Green, who tested Ada, said the “app has positives and I like that there are links for local sources of care… (and) instructions for when to seek care is included.”
Ada is free of charge and has the highest consumer ranks among similar apps in the Apple and Android stores, with 4.8 and 4.7 stars out of five, respectively. It has been listed as the number one of most reliable among competitors by publications such as Wired.
“We are meeting an immense demand,” Nathrath said.
Besides the new potential Spanish speaking users, Ada is targeting English language consumers in the U.S. that may not be aware of this tool, the company said.
“There is a staggering amount of people without access to readily accessible, quality healthcare” in the U.S., Nathrath said. Among them, he added, are the nearly 65 million U.S. citizens who live in federally-designated health professional shortages, often called “healthcare deserts.”
The trend
Unlike thousands of applications dedicated to health and fitness or specific kinds of illnesses, only a handful of apps are devoted to general, personalized medical consultation for consumers to help them with a diagnosis and providing guidance on when to seek professional care.
Another application in the same group is the WebMD app, serving in the English language with 4.2 ratings among Android consumers.
With increasing costs and innovation advances, consulting firms identify consumer-driven health care and artificial intelligence technologies as one of the top trends that will disrupt the medical industry, placing more power in the hands of patients.
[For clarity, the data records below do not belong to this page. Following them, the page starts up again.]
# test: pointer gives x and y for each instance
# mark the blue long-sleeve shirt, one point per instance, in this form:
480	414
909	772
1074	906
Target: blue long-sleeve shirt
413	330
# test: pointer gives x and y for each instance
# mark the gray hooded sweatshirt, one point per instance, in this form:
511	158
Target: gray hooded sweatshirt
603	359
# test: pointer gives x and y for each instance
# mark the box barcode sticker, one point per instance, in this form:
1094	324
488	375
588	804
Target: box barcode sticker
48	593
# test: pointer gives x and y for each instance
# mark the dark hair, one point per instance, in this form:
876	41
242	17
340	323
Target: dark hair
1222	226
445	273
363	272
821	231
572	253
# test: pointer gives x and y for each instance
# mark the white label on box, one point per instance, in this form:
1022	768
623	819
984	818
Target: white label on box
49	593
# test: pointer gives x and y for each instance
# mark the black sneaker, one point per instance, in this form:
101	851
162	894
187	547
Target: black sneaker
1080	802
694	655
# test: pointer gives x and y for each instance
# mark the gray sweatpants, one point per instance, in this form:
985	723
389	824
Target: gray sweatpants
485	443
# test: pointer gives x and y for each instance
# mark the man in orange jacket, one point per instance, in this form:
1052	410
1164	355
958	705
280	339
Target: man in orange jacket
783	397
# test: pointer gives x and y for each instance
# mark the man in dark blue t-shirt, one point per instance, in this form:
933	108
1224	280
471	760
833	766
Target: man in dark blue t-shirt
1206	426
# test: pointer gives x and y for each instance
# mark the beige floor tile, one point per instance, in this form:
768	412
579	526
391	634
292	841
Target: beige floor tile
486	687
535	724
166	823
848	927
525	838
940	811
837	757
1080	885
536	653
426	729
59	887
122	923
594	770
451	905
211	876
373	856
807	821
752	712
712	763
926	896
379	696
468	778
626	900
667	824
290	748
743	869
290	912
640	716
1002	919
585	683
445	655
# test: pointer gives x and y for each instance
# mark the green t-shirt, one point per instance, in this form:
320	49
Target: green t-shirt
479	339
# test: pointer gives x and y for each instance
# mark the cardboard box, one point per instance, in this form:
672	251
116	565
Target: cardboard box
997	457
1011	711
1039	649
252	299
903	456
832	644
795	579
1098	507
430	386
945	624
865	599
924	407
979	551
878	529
Cost alone is a big driver, not only for consumers, but also for the industry.
“We want to help the whole system drastically save cost,” Nathrath said. As an example, he noted that “people go to the emergency room when they shouldn’t,” a misuse of medical resources that costs the U.S. an estimated 38 billion dollars annually.
With an option for app users to share information with their doctors, Ada would help physicians to save time and gain efficiencies, he added. And while doctors recognize the utility of Ada, they also warn the public about the importance of face to face consulting with health specialists.
Doctor Lauren Krenek, a pediatrician for HOPE, said that Ada “is a good app to help provide a general idea of when patients need to call and seek immediate help (and) can be useful for initial triaging.”
However, she suggests that patients seek professional advice in person when they are unsure about their health concerns.